Senator of the Federal Republic of Nigeria
- In office 29 May 2007 – 29 May 2011
- Preceded by: Mohammed Ohiare
- Succeeded by: Nurudeen Abatemi Usman
- Constituency: Kogi Central

Personal details
- Born: 5 February 1953 Kogi State, Nigeria
- Died: 30 October 2016 (aged 63) Abuja, Nigeria

= Otaru Salihu Ohize =

Nigerian politician (1953–2016)

Otaru Salihu Ohize (5 February 1953 – 30 October 2016) was a Nigerian politician. He served as Senator for the Kogi Central constituency of Kogi State from 2007 to 2011. He was a member of the Action Congress (AC).

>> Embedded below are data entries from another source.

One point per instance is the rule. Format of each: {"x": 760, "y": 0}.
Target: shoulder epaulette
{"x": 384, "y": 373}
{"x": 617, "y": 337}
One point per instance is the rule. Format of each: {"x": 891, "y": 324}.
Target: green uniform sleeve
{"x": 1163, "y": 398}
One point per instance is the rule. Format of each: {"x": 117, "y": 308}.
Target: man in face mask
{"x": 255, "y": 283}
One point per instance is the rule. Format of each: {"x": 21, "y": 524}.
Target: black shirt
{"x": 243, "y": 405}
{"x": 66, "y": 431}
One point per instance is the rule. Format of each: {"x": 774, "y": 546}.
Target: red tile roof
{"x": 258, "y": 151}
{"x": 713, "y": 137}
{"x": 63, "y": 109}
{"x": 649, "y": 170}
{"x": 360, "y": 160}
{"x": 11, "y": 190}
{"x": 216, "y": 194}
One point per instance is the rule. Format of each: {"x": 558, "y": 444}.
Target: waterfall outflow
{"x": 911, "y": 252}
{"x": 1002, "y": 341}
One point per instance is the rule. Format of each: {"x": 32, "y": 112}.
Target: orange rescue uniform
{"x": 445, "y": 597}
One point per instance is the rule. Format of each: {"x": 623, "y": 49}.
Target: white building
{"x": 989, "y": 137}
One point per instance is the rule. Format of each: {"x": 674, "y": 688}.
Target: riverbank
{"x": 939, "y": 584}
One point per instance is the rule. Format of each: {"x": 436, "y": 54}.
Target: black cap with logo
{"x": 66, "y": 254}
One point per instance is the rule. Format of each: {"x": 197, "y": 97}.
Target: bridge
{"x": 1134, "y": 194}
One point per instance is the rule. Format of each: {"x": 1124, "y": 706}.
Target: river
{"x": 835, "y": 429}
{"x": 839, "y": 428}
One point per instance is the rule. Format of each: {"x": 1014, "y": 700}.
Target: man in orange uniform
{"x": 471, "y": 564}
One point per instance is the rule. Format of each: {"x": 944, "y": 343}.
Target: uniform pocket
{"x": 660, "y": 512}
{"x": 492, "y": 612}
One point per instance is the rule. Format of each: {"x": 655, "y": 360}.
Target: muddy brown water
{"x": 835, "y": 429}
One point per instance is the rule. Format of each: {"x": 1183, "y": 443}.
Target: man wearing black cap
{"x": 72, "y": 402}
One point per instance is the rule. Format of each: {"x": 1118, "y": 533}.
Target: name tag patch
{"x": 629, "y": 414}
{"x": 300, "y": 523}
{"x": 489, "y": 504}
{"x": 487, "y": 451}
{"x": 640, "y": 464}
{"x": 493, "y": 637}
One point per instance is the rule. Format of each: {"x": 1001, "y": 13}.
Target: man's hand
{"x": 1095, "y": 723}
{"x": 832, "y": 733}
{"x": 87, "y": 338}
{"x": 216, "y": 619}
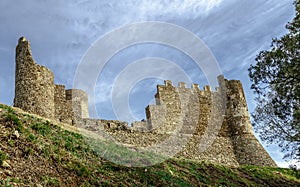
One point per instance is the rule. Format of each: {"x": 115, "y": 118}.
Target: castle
{"x": 213, "y": 125}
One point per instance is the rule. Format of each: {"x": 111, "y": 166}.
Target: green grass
{"x": 3, "y": 157}
{"x": 56, "y": 157}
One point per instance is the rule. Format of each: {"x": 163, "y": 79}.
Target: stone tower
{"x": 35, "y": 91}
{"x": 218, "y": 119}
{"x": 216, "y": 124}
{"x": 34, "y": 84}
{"x": 247, "y": 148}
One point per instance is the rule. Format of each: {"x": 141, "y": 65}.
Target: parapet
{"x": 34, "y": 88}
{"x": 79, "y": 100}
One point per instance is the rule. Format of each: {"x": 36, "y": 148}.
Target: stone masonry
{"x": 198, "y": 124}
{"x": 35, "y": 91}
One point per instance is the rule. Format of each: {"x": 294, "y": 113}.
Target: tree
{"x": 276, "y": 82}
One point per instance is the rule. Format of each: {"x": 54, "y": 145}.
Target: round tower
{"x": 247, "y": 148}
{"x": 34, "y": 84}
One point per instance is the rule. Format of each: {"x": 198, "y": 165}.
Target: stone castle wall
{"x": 193, "y": 123}
{"x": 35, "y": 91}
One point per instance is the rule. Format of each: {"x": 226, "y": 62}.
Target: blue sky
{"x": 61, "y": 32}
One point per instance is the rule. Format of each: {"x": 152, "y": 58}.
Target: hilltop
{"x": 35, "y": 151}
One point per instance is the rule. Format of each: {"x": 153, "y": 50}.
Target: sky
{"x": 61, "y": 34}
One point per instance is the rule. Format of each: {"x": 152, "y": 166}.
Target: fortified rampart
{"x": 35, "y": 91}
{"x": 197, "y": 124}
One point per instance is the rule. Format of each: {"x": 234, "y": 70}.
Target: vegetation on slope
{"x": 34, "y": 151}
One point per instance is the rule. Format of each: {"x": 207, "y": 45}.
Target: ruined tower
{"x": 218, "y": 119}
{"x": 34, "y": 84}
{"x": 216, "y": 124}
{"x": 35, "y": 91}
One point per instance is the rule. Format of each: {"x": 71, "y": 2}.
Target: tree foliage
{"x": 276, "y": 81}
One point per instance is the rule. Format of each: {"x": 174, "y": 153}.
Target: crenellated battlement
{"x": 216, "y": 122}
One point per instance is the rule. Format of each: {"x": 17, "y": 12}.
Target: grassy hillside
{"x": 36, "y": 152}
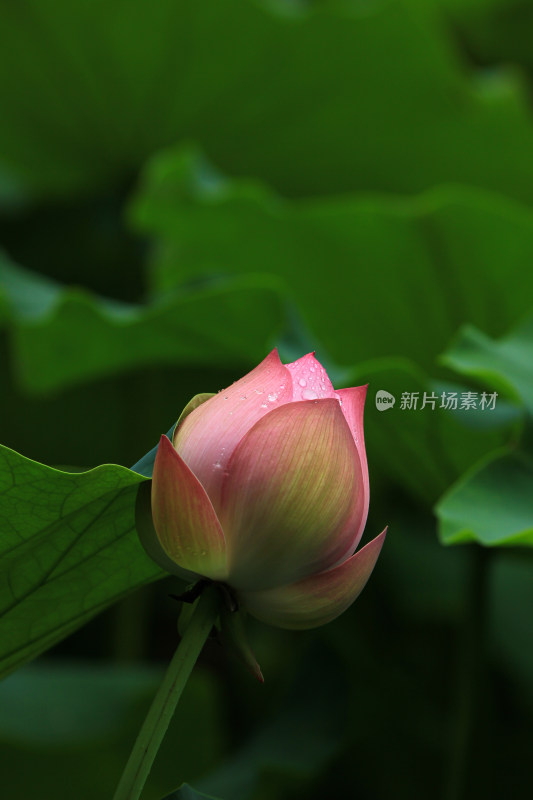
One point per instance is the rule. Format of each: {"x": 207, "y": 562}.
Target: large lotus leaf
{"x": 371, "y": 276}
{"x": 68, "y": 548}
{"x": 505, "y": 364}
{"x": 492, "y": 504}
{"x": 63, "y": 335}
{"x": 372, "y": 96}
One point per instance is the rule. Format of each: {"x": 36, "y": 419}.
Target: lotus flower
{"x": 264, "y": 488}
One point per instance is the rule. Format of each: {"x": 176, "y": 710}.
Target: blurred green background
{"x": 184, "y": 185}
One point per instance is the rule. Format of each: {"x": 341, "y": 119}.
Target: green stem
{"x": 165, "y": 702}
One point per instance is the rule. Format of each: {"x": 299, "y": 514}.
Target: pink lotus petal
{"x": 353, "y": 406}
{"x": 184, "y": 519}
{"x": 293, "y": 495}
{"x": 309, "y": 379}
{"x": 209, "y": 435}
{"x": 318, "y": 599}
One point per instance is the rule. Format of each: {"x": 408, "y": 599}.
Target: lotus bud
{"x": 264, "y": 488}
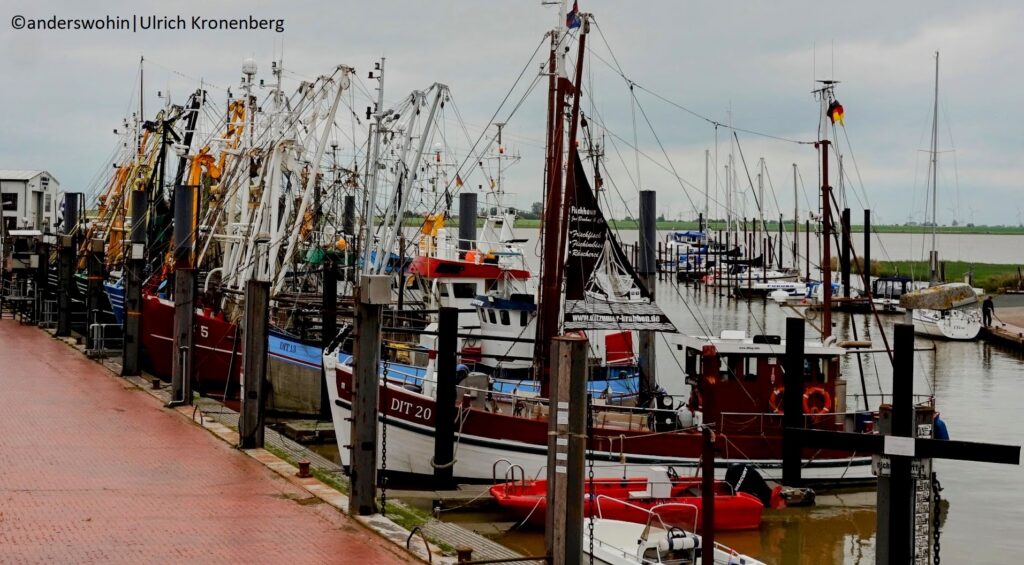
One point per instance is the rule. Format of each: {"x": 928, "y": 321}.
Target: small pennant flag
{"x": 836, "y": 113}
{"x": 572, "y": 19}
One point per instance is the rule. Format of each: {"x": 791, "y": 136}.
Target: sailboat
{"x": 958, "y": 318}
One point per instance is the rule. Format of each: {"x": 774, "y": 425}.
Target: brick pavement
{"x": 92, "y": 470}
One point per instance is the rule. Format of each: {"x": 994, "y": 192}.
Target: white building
{"x": 29, "y": 200}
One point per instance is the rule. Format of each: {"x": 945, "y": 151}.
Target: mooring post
{"x": 373, "y": 293}
{"x": 66, "y": 271}
{"x": 865, "y": 269}
{"x": 793, "y": 395}
{"x": 566, "y": 432}
{"x": 94, "y": 271}
{"x": 256, "y": 326}
{"x": 708, "y": 496}
{"x": 133, "y": 287}
{"x": 184, "y": 293}
{"x": 648, "y": 274}
{"x": 444, "y": 411}
{"x": 845, "y": 252}
{"x": 329, "y": 327}
{"x": 898, "y": 507}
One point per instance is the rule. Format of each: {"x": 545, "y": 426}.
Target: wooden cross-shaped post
{"x": 907, "y": 461}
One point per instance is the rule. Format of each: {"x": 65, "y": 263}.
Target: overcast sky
{"x": 67, "y": 90}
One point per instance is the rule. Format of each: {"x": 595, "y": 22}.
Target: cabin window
{"x": 464, "y": 290}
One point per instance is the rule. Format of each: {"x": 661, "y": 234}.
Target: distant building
{"x": 29, "y": 200}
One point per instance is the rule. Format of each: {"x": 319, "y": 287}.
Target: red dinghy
{"x": 677, "y": 502}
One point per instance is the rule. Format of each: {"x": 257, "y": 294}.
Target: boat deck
{"x": 93, "y": 471}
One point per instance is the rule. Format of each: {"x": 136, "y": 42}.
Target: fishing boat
{"x": 632, "y": 498}
{"x": 588, "y": 286}
{"x": 619, "y": 542}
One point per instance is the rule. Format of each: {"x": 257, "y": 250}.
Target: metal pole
{"x": 373, "y": 293}
{"x": 825, "y": 243}
{"x": 95, "y": 267}
{"x": 133, "y": 287}
{"x": 254, "y": 367}
{"x": 845, "y": 253}
{"x": 793, "y": 407}
{"x": 708, "y": 497}
{"x": 448, "y": 343}
{"x": 184, "y": 294}
{"x": 329, "y": 327}
{"x": 66, "y": 270}
{"x": 648, "y": 274}
{"x": 467, "y": 220}
{"x": 566, "y": 429}
{"x": 866, "y": 267}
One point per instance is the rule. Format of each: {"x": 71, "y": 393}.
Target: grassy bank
{"x": 991, "y": 276}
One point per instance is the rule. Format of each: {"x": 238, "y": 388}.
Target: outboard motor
{"x": 664, "y": 419}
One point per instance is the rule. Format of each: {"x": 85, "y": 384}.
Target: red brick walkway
{"x": 94, "y": 471}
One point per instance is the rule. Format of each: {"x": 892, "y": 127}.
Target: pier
{"x": 95, "y": 470}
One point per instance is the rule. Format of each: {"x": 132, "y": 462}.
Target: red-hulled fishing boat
{"x": 631, "y": 500}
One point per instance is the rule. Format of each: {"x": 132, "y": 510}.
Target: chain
{"x": 383, "y": 475}
{"x": 590, "y": 473}
{"x": 937, "y": 511}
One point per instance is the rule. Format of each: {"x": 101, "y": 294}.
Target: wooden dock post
{"x": 132, "y": 347}
{"x": 95, "y": 271}
{"x": 444, "y": 415}
{"x": 182, "y": 364}
{"x": 793, "y": 395}
{"x": 373, "y": 293}
{"x": 256, "y": 326}
{"x": 329, "y": 327}
{"x": 566, "y": 430}
{"x": 66, "y": 270}
{"x": 648, "y": 274}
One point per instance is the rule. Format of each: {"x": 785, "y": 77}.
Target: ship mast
{"x": 553, "y": 256}
{"x": 933, "y": 256}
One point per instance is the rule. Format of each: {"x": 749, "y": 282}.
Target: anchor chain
{"x": 382, "y": 479}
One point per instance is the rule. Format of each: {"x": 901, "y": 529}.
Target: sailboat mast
{"x": 933, "y": 258}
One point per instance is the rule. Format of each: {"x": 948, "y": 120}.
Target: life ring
{"x": 775, "y": 400}
{"x": 816, "y": 392}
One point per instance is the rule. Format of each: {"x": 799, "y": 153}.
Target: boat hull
{"x": 488, "y": 443}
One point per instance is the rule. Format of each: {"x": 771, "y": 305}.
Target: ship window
{"x": 464, "y": 290}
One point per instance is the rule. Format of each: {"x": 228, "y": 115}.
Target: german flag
{"x": 836, "y": 113}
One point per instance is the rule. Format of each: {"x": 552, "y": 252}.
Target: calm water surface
{"x": 978, "y": 390}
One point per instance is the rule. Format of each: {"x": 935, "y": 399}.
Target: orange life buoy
{"x": 816, "y": 392}
{"x": 775, "y": 400}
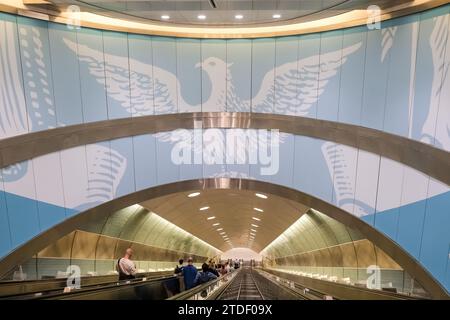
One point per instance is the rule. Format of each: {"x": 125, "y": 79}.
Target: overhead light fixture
{"x": 194, "y": 194}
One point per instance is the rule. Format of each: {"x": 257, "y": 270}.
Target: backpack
{"x": 178, "y": 269}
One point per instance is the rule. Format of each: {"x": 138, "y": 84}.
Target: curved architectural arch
{"x": 422, "y": 157}
{"x": 388, "y": 246}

Ohize earned a B.Sc. in political science from the University of Lagos (1987) and a Master of International Affairs & Diplomacy from Ahmadu Bello University, Zaria (2003).
He served for fifteen years in the Nigerian Army and Nigerian Navy.
He was chairman of Okene Local Government Area of Kogi State for two terms.
After taking his seat in the Senate in June 2007 he was appointed to committees on Sports, Police Affairs, Interior Affairs, Information & Media, Housing, Commerce and Agriculture.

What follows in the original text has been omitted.